Konda Veera Reddy, Desai Anuradha, Darland Gary, Bland Jeffrey S, Tripp Matthew L
MetaProteomics, LLC, Gig Harbor, Washington 98332, USA.
Arthritis Rheum. 2010 Jun;62(6):1683-92. doi: 10.1002/art.27441.
The multikinase inhibitor META060 has been shown to inhibit NF-kappaB activation and expression of markers of inflammation. This study was undertaken to investigate the effect of META060 on biomarkers associated with bone and cartilage degradation in vitro and its antiinflammatory efficacy in vivo in both acute and chronic inflammation models.
Glycogen synthase kinase 3beta (GSK3beta)-dependent beta-catenin phosphorylation was evaluated in RAW 264.7 macrophages to assess kinase inhibition. The inhibition of osteoclastogenesis and tartrate-resistant acid phosphatase (TRAP) activity was evaluated in RANKL-treated RAW 264.7 cells. The inhibition of interleukin-1beta (IL-1beta)-mediated markers of inflammation was analyzed in human rheumatoid arthritis synovial fibroblasts (RASFs). Mice with carrageenan-induced acute inflammation and collagen-induced arthritis (CIA) were used to assess efficacy.
META060 inhibited the activity of kinases (spleen tyrosine kinase [Syk], Bruton's tyrosine kinase [Btk], phosphatidylinositol 3-kinase [PI 3-kinase], and GSK3) associated with RA and inhibited beta-catenin phosphorylation. META060 inhibited osteoclastogenesis, as indicated by decreased transformation of RAW 264.7 cells to osteoclasts and reduced TRAP activity, and inhibited IL-1beta-activated prostaglandin E(2), matrix metalloproteinase 3, IL-6, IL-8, and monocyte chemotactic protein 1 in RASFs.

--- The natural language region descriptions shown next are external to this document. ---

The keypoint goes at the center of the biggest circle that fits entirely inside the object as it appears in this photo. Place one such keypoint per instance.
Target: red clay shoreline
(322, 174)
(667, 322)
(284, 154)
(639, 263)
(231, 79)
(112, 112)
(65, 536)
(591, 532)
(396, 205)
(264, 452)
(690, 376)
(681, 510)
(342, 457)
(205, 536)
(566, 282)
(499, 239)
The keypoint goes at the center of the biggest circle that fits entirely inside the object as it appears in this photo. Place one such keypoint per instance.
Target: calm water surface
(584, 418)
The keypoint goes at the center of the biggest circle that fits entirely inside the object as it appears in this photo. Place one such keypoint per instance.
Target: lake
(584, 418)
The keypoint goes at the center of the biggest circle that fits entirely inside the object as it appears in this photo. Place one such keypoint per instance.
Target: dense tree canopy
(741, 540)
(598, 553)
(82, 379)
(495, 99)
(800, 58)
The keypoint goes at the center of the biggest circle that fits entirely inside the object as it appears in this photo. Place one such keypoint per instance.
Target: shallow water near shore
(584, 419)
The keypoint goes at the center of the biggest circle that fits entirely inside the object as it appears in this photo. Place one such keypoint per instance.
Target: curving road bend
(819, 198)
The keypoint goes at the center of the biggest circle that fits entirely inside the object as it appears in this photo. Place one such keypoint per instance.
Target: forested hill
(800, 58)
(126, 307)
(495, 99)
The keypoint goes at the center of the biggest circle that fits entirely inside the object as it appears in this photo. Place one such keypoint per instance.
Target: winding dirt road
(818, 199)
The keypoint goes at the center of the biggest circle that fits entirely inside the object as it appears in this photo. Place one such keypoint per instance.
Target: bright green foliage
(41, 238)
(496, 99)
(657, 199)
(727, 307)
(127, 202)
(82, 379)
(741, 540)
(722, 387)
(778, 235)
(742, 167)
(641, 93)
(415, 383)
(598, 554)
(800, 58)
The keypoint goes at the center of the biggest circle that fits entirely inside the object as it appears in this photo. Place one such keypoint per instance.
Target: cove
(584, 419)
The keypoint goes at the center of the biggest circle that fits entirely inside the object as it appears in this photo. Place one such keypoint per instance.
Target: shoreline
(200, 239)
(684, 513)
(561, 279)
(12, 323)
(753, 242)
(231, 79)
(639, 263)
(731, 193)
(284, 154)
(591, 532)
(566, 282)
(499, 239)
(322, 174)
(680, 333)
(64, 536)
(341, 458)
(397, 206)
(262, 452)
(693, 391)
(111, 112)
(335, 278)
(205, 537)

In mice with acute inflammation, oral administration of META060 reduced paw swelling similar to the effect of aspirin. In mice with CIA, META060 significantly reduced the arthritis index and decreased bone, joint, and cartilage degradation. Serum IL-6 concentrations in these mice were inhibited in a dose-dependent manner.

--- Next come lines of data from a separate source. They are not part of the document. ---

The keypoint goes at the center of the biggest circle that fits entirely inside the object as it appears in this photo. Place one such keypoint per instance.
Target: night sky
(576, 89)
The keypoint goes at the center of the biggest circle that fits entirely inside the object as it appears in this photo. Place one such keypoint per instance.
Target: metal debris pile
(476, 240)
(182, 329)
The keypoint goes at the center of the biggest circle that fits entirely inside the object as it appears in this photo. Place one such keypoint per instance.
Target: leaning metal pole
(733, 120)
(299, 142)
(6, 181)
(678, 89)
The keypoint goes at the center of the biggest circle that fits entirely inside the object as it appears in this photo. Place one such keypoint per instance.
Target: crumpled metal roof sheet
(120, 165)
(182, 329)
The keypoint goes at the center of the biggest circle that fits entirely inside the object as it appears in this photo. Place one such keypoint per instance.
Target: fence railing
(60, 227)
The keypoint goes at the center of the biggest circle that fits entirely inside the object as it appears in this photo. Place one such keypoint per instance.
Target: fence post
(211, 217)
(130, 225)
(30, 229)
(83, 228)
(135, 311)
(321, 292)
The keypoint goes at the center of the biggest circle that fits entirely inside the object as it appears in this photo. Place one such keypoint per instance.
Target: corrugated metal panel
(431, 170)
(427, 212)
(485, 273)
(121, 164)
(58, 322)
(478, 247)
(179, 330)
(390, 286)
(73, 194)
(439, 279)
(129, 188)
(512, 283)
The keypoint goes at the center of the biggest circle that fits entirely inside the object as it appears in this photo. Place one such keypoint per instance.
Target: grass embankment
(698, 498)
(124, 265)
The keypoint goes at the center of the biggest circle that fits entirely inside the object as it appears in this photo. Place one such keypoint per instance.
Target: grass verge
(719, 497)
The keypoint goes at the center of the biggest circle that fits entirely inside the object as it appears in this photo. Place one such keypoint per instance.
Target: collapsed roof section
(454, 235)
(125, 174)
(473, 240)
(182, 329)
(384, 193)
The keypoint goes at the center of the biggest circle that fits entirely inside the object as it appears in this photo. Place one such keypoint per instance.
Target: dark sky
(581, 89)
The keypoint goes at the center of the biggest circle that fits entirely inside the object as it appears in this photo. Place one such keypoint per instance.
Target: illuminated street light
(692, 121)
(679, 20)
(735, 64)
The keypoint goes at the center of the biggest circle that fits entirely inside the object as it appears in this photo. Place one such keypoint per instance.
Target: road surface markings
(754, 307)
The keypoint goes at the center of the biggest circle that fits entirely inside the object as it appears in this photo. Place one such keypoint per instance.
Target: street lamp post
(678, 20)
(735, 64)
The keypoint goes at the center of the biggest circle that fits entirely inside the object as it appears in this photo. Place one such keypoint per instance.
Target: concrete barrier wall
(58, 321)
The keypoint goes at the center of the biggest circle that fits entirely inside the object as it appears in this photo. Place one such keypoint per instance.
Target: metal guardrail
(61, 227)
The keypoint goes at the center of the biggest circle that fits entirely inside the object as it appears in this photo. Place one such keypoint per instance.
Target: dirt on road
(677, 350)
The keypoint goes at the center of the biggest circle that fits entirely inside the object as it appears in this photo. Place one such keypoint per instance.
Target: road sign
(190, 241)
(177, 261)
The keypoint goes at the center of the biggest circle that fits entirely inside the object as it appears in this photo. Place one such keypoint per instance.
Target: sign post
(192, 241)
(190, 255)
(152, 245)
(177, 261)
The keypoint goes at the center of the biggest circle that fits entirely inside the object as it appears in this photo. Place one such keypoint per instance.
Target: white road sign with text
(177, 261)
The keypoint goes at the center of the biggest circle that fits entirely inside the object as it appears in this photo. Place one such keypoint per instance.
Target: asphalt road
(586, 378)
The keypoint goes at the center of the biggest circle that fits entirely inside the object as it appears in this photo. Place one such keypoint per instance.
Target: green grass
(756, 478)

Our findings indicate that META060 reduces swelling in a model of acute inflammation and inhibits bone and cartilage destruction in a model of chronic inflammation. Its efficacy is associated with the inhibition of multiple protein kinases, including Syk, Btk, PI 3-kinase, and GSK3. These results warrant further clinical testing of META060 for its therapeutic potential in the treatment of inflammatory diseases.
多激酶抑制剂META060已被证明可抑制核因子κB的激活及炎症标志物的表达。本研究旨在探讨META060对体外与骨和软骨降解相关生物标志物的影响及其在急性和慢性炎症模型中的体内抗炎疗效。

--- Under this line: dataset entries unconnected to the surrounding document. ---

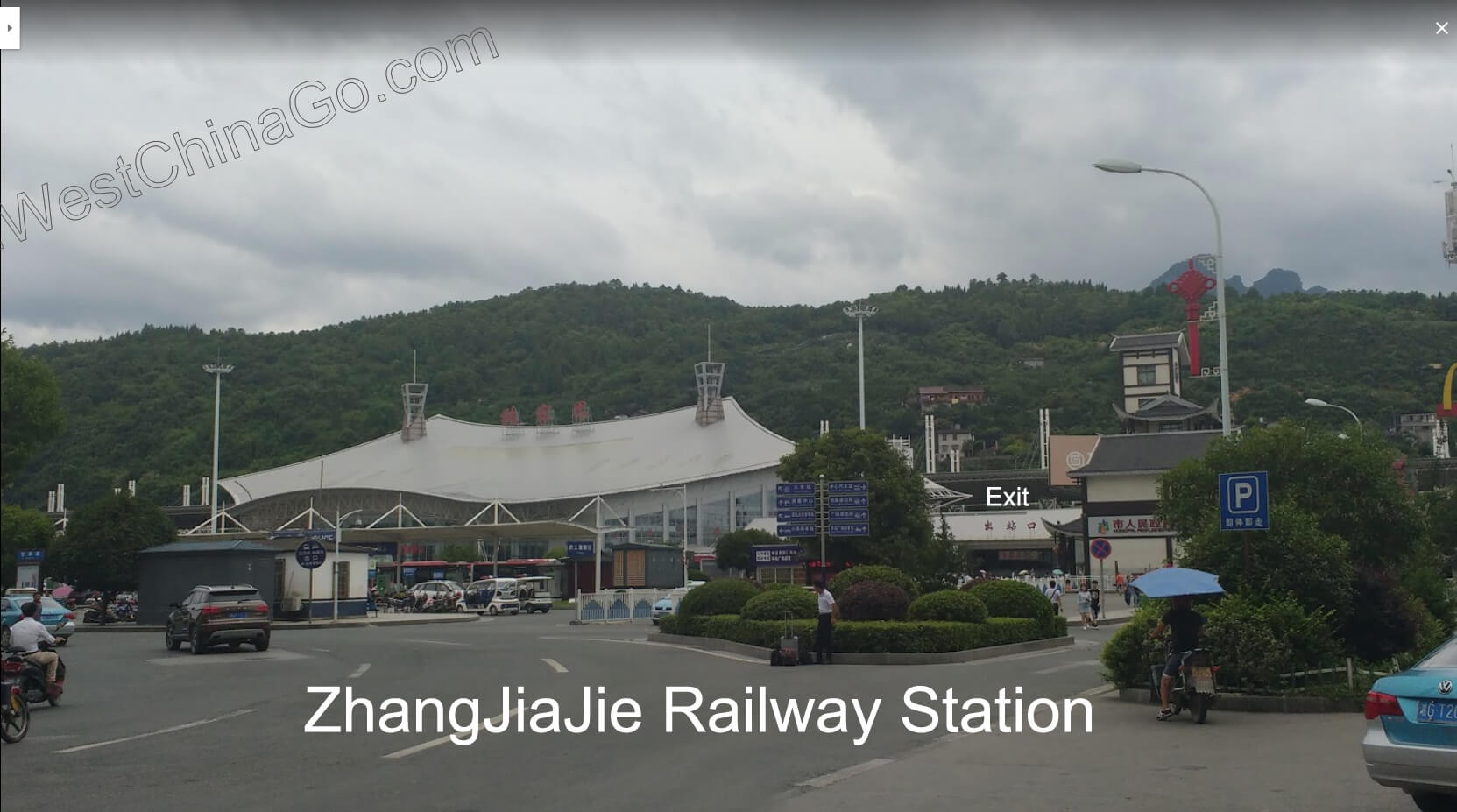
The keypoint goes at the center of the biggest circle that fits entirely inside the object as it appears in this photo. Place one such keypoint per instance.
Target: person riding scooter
(1186, 625)
(26, 634)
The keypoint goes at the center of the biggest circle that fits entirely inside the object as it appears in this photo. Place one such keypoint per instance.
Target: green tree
(734, 551)
(901, 533)
(30, 408)
(103, 540)
(22, 529)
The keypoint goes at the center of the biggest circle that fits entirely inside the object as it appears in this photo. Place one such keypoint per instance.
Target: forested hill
(140, 407)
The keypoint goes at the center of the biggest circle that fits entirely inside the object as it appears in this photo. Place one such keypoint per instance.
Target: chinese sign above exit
(1107, 526)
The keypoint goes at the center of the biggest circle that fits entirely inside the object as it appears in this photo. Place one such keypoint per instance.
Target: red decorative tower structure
(1192, 286)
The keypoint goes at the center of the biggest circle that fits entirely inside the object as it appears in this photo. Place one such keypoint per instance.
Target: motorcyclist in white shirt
(26, 634)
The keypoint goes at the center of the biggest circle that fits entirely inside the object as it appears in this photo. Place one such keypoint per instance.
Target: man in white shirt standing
(828, 612)
(26, 634)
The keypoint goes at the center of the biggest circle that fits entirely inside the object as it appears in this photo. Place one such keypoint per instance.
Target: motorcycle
(31, 677)
(15, 715)
(1193, 688)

在RAW 264.7巨噬细胞中评估糖原合酶激酶3β(GSK3β)依赖性β-连环蛋白磷酸化,以评估激酶抑制情况。在经RANKL处理的RAW 264.7细胞中评估破骨细胞生成及抗酒石酸酸性磷酸酶(TRAP)活性的抑制情况。在人类风湿关节炎滑膜成纤维细胞(RASFs)中分析白细胞介素-1β(IL-1β)介导的炎症标志物的抑制情况。使用角叉菜胶诱导的急性炎症小鼠和胶原诱导的关节炎(CIA)小鼠评估疗效。
META060抑制了与类风湿关节炎相关的激酶(脾酪氨酸激酶[Syk]、布鲁顿酪氨酸激酶[Btk]、磷脂酰肌醇3激酶[PI 3激酶]和GSK3)的活性,并抑制β-连环蛋白磷酸化。META060抑制破骨细胞生成,表现为RAW 264.7细胞向破骨细胞的转化减少及TRAP活性降低,并抑制RASFs中IL-1β激活的前列腺素E2、基质金属蛋白酶3、IL-6、IL-8和单核细胞趋化蛋白1。在急性炎症小鼠中,口服META060可减轻爪肿胀,效果与阿司匹林相似。在CIA小鼠中,META060显著降低关节炎指数,并减少骨、关节和软骨破坏。这些小鼠血清IL-6浓度呈剂量依赖性受到抑制。
我们的研究结果表明,META060可减轻急性炎症模型中的肿胀,并抑制慢性炎症模型中的骨和软骨破坏。其疗效与抑制包括Syk、Btk、PI 3激酶和GSK3在内的多种蛋白激酶有关。这些结果为进一步临床测试META060在治疗炎症性疾病方面的治疗潜力提供了依据。